Blitz Bureau
NEW DELHI: In a significant policy decision, the Centre has granted sugar mills and distilleries complete freedom to decide the feedstock for ethanol production during the 2025-26 supply year, beginning November.
Factories will now be able to use sugarcane juice, sugar syrup, B-heavy molasses or C-heavy molasses without restrictions. The move comes amid projections of a bumper sugar output and is expected to help divert excess cane towards ethanol.

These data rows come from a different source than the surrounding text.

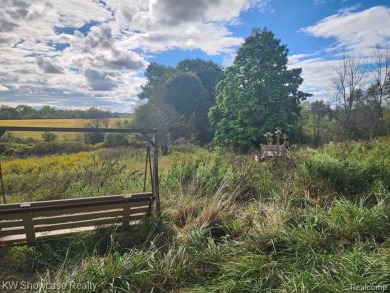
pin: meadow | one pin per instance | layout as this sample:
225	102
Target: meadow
318	222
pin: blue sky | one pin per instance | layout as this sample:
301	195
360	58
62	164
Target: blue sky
78	54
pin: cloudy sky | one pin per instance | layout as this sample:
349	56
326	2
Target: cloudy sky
78	54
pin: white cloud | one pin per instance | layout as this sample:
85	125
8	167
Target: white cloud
356	33
95	50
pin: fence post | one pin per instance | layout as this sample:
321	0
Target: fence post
155	172
28	224
2	184
126	215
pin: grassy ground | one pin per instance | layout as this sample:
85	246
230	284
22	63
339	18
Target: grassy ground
316	223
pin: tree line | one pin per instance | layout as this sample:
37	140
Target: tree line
237	105
47	112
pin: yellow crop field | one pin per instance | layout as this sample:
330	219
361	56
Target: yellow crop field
48	123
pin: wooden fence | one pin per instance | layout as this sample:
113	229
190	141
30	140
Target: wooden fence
27	222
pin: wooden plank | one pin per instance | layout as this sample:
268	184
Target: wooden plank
13	240
9	206
76	217
140	194
55	212
12	231
21	238
12	216
91	200
86	223
10	224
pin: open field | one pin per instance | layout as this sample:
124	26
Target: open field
48	123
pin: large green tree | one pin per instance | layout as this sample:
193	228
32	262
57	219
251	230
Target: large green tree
188	90
258	92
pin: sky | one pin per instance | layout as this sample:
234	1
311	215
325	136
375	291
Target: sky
77	54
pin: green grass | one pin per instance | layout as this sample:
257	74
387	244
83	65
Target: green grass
232	225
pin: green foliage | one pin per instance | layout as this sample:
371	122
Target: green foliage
257	94
179	99
230	224
49	136
358	174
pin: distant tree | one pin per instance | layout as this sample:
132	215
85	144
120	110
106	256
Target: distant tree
208	72
7	112
258	92
346	88
157	114
319	110
188	90
26	112
95	119
379	75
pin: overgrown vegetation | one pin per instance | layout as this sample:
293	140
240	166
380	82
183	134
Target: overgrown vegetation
318	222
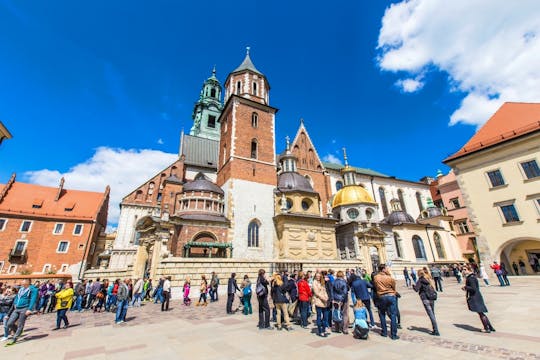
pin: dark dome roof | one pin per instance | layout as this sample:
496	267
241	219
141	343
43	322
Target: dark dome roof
291	181
399	217
202	184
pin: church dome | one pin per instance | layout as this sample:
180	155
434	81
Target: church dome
352	194
398	217
292	181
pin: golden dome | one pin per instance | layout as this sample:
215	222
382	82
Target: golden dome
352	194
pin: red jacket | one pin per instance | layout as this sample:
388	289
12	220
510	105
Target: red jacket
304	291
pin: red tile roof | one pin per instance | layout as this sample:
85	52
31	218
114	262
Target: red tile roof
510	121
25	199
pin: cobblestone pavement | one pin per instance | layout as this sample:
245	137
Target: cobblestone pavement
208	333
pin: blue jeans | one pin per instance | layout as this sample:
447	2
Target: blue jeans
388	305
121	311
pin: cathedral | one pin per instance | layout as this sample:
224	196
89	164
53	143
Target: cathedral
231	197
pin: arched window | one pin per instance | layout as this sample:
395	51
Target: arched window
254	120
419	201
397	244
253	149
419	250
401	200
382	196
253	234
439	246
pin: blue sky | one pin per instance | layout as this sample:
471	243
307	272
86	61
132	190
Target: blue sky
78	80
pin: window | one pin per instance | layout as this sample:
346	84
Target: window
62	247
418	246
253	234
26	226
382	196
254	120
530	168
211	121
58	229
495	178
510	213
401	200
254	149
439	246
77	230
419	201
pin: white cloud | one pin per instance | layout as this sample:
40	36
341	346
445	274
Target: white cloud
332	159
489	49
123	170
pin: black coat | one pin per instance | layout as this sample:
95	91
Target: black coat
475	302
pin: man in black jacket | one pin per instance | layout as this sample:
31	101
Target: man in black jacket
232	287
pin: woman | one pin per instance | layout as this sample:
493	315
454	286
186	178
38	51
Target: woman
425	287
475	301
320	299
203	289
246	295
64	299
304	295
280	302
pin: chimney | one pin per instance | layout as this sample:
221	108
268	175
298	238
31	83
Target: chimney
60	189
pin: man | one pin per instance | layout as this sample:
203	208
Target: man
122	298
436	274
23	305
232	287
385	286
406	276
166	294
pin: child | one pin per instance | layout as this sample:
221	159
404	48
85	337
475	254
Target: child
361	329
187	286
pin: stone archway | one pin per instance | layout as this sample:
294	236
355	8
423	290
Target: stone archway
522	250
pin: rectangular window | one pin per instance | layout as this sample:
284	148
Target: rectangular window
26	226
510	213
495	177
62	247
530	169
58	229
77	230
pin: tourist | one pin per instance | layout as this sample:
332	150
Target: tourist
340	304
202	292
186	289
24	304
425	287
385	286
320	299
360	327
280	302
122	301
166	294
436	274
475	301
245	287
407	277
304	297
261	290
483	274
360	288
6	301
64	301
232	288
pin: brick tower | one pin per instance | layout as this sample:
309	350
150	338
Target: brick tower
247	162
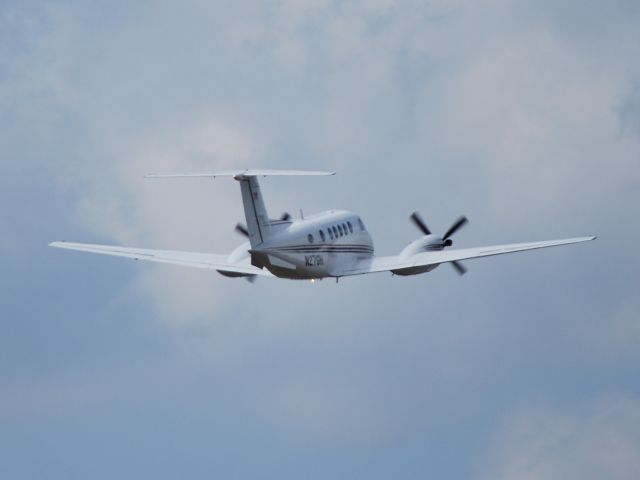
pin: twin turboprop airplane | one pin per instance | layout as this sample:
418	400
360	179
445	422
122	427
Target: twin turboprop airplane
334	243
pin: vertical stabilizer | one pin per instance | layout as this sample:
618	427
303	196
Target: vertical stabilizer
255	211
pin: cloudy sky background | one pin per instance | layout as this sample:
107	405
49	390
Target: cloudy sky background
524	116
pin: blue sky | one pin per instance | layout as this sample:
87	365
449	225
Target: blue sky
524	116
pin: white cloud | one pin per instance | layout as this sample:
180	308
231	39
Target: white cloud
601	441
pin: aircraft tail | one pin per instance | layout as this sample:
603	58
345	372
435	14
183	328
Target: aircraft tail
259	226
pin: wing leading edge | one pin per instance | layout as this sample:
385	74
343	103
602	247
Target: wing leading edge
187	259
425	259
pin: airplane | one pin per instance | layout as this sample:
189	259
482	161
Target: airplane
331	244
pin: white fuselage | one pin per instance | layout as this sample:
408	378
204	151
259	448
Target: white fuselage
318	246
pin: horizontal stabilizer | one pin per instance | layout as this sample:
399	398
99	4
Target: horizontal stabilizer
242	174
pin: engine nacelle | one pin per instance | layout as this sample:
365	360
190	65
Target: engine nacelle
427	243
239	254
423	244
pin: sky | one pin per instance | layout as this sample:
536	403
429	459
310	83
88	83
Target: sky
522	115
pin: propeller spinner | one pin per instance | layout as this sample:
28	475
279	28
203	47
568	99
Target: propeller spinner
446	238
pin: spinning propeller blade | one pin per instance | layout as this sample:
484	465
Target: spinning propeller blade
454	228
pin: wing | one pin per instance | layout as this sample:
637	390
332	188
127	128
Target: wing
187	259
425	259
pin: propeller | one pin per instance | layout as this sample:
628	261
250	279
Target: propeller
446	238
454	228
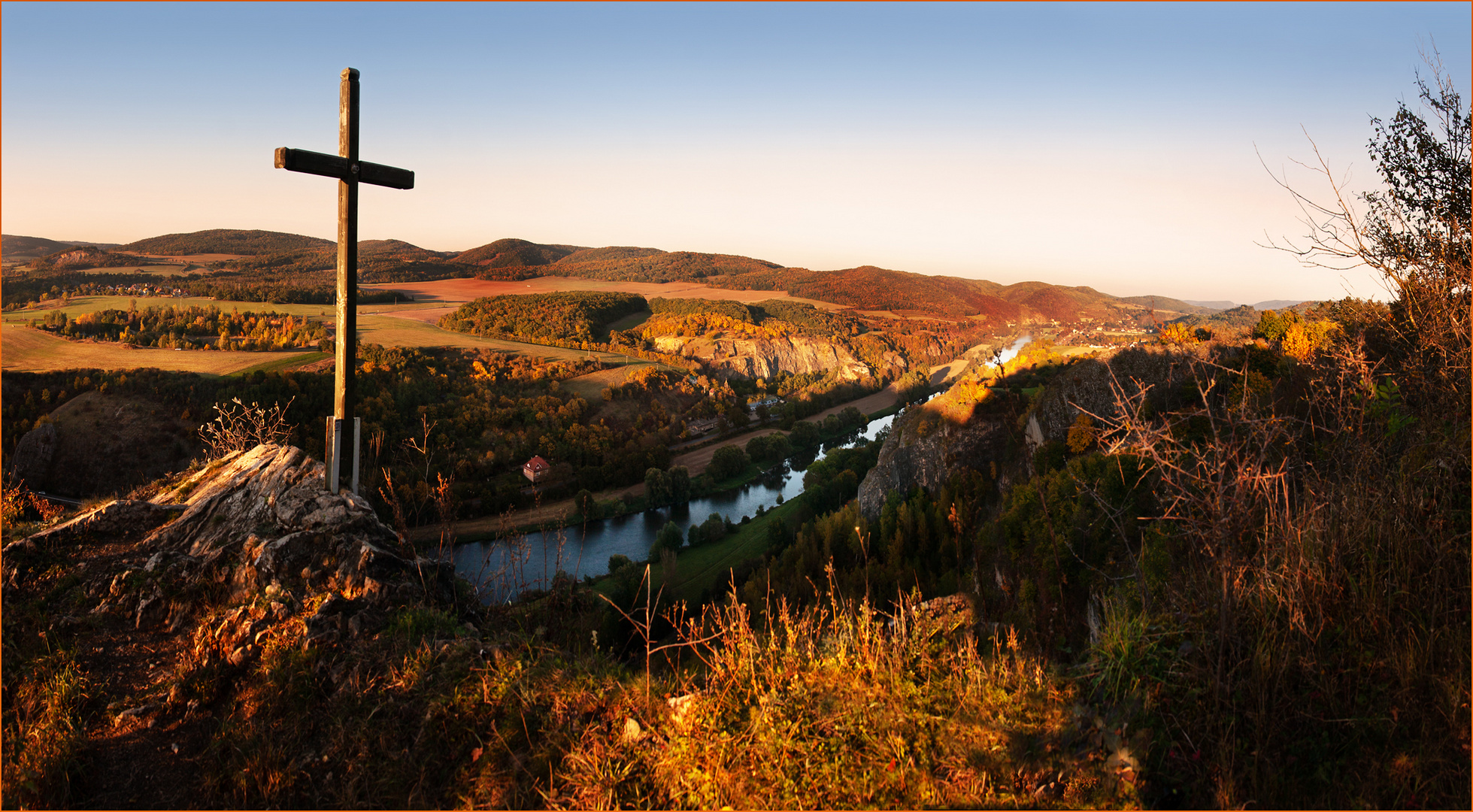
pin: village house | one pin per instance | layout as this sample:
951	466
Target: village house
769	401
699	428
537	469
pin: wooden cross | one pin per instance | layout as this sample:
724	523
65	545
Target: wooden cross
350	173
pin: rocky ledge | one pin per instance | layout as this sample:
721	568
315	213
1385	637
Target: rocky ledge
259	526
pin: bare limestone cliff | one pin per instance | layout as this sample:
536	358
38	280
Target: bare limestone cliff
970	426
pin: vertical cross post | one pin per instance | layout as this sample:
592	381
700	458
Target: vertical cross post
350	173
347	350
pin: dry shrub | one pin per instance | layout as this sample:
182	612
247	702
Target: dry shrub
1323	565
43	730
241	428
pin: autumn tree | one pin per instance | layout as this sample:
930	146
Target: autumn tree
1414	230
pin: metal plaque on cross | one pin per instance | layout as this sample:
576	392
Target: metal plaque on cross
350	173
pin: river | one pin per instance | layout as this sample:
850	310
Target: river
502	569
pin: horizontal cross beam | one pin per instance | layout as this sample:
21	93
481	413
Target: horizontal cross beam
344	168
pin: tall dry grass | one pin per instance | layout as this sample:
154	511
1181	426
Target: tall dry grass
1323	587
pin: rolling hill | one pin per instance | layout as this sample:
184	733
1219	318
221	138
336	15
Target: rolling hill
865	288
226	241
20	250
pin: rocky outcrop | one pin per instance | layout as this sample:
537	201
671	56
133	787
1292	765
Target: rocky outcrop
104	444
33	456
749	359
258	525
933	443
929	456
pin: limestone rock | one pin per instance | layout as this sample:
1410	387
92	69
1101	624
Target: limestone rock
766	357
33	456
909	459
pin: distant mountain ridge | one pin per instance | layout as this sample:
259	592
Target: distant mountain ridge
17	248
865	288
226	241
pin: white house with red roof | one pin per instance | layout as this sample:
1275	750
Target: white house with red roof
537	469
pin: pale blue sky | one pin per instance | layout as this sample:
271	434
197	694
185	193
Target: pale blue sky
1102	145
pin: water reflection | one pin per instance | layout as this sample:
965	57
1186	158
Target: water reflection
507	568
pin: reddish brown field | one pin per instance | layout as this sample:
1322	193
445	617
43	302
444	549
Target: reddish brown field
457	291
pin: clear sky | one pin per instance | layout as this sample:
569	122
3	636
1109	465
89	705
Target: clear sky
1105	145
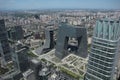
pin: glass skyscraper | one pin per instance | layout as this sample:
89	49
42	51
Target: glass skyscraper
105	50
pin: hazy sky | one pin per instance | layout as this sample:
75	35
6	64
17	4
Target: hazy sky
48	4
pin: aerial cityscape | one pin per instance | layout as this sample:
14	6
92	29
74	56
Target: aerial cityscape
59	40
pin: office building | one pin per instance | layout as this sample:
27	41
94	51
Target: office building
105	51
71	39
49	41
16	33
4	42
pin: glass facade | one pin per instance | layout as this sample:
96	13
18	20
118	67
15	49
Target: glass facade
104	50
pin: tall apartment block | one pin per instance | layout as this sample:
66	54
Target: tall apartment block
105	51
4	42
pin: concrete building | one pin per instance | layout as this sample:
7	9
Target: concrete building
71	39
49	41
4	42
20	58
105	51
16	33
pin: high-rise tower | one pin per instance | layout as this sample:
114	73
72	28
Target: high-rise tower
4	42
105	50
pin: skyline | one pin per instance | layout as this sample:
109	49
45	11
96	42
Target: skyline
55	4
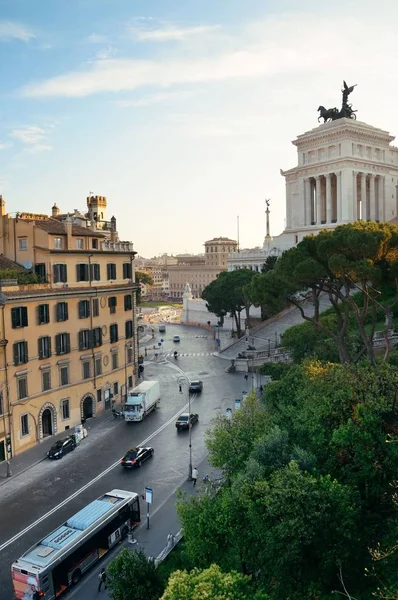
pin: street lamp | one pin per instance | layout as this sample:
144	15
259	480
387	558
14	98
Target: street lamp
181	381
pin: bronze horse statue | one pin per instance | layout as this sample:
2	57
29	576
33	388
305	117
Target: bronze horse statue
328	114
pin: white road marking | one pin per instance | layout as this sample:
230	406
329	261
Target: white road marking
90	483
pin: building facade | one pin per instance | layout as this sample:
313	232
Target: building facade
68	343
198	272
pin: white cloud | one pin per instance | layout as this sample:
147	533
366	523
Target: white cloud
154	99
106	53
10	30
31	134
97	38
170	33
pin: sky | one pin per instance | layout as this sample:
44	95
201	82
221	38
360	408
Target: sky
181	113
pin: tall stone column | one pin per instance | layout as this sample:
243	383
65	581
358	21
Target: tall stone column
338	196
364	204
318	190
308	201
355	203
328	197
372	197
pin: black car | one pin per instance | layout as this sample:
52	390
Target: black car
196	386
185	420
136	456
62	447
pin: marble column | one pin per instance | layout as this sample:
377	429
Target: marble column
338	195
308	201
328	197
318	189
363	197
372	197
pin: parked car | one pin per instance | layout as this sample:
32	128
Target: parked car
196	386
186	420
136	456
62	447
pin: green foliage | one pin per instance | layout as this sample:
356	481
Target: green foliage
210	583
227	294
131	576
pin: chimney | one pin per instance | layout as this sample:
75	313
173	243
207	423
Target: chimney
55	211
68	230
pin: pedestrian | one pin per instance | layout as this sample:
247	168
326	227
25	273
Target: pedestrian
194	476
102	579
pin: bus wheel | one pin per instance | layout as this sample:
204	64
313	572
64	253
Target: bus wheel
76	576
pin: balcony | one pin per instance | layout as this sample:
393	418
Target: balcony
108	246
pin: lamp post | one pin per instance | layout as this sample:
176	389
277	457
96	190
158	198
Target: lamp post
181	381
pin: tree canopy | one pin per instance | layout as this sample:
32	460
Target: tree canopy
361	256
227	295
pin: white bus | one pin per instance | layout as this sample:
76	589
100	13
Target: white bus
60	559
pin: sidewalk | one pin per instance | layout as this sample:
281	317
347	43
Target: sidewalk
24	461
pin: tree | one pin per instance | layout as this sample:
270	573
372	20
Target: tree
354	257
227	295
211	583
131	576
142	277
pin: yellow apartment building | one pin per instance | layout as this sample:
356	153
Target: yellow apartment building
68	345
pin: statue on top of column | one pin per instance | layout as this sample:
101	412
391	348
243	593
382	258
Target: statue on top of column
331	114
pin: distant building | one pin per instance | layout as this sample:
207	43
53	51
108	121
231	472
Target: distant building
199	271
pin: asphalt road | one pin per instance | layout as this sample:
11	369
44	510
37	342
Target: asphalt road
38	501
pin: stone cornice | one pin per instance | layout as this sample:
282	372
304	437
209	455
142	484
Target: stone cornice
337	165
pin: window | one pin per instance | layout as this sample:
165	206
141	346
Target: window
62	343
22	384
84	339
128	302
129	329
43	314
95	272
113	333
95	307
82	272
112	301
46	380
20	353
40	270
96	337
84	309
24	424
126	270
86	369
64	375
111	271
60	273
98	366
44	344
61	311
19	317
65	409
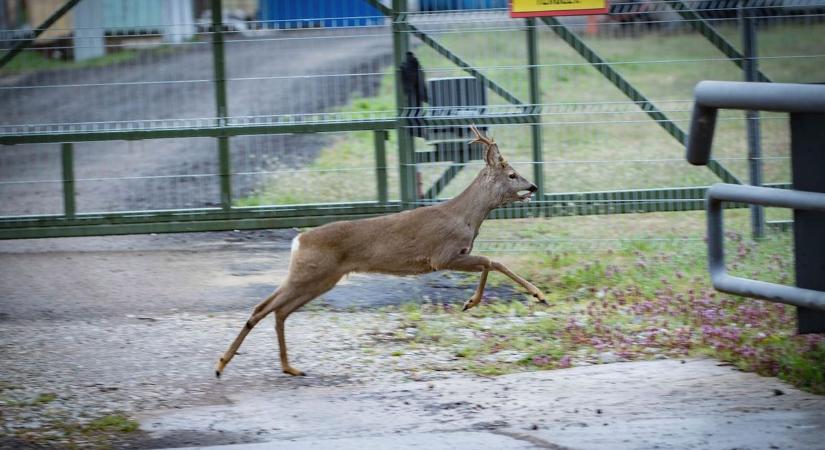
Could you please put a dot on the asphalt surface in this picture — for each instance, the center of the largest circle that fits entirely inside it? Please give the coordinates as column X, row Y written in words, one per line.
column 136, row 323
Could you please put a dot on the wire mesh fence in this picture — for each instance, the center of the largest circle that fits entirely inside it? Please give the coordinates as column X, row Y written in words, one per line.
column 594, row 106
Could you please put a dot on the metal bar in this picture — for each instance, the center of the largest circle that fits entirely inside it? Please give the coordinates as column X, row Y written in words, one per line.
column 751, row 73
column 534, row 82
column 380, row 137
column 555, row 204
column 710, row 33
column 237, row 130
column 24, row 44
column 443, row 51
column 646, row 105
column 712, row 95
column 67, row 163
column 798, row 200
column 406, row 144
column 219, row 63
column 807, row 153
column 177, row 227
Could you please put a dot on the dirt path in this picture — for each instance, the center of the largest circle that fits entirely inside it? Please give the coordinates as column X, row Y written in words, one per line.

Bumper sugarcane crop expected to ease supply
The Department of Food and Public Distribution, in coordination with the Ministry of Petroleum and Natural Gas, will periodically review the diversion of sugar to ethanol to ensure that sufficient quantities of the sweetener remain available for domestic consumption.
Officials said the policy balances the twin objectives of protecting consumers and sustaining the Government’s biofuel blending programme.
Fixed ethanol prices
Oil marketing companies purchase ethanol at centrally fixed rates. At present, they pay ₹65.61 per litre for sugarcane juice or syrup, ₹60.73 for B-heavy molasses and ₹57.97 for C-heavy molasses. For grain-based ethanol, the price is ₹64 per litre for damaged foodgrain, ₹71.86 for maize and ₹58.50 for surplus rice supplied by the Food Corporation of India (FCI). From November 1, the reserve price of FCI rice sold to distilleries will be raised from ₹2,250 per quintal to ₹2,320 per quintal.
The Indian Sugar and Bioenergy Manufacturers Association (ISMA) has forecast gross sugar production at 34.9 million tonne for 2025-26, nearly 18 per cent higher than last year. To manage the surplus, ISMA has urged the Government to permit exports of 2 million tonne and divert another 5 million tonne towards ethanol. If all available cane juice were to be channelled into biofuel, the industry would need to divert about 11 million tonne of sugar equivalent.
Capacity and blending drive
India’s ethanol ecosystem has expanded rapidly in recent years. As of June, the country had 499 distilleries with an annual capacity of about 1,822 crore litres. Between November 2024 and July 2025 alone, oil companies procured 722.7 crore litres. Blending levels have already climbed to nearly 19 per cent, compared with around 15 per cent in 2024, moving closer to the Government’s target of 20 per cent blending (E20) by 2025-26. Earlier this year, the Supreme Court dismissed a petition challenging the E20 rollout, allowing nationwide implementation to proceed without legal hurdles.
Blitz India view
Industry experts say the policy will help mills manage surplus stocks and provide better returns to farmers. However, they caution that large-scale diversion of cane juice could tighten sugar availability and push up retail prices. Concerns have also been raised over the political sensitivity of using FCI rice for fuel and the need to align ethanol procurement prices more closely with rising cane costs. Consumers, meanwhile, remain wary of the impact of E20 fuel on vehicle mileage.
The new policy underscores the Government’s strategy of using flexibility as a tool to balance competing priorities. By empowering mills to choose their production pathway, India hopes to stabilise sugar markets, support farmer incomes and accelerate its shift towards clean energy.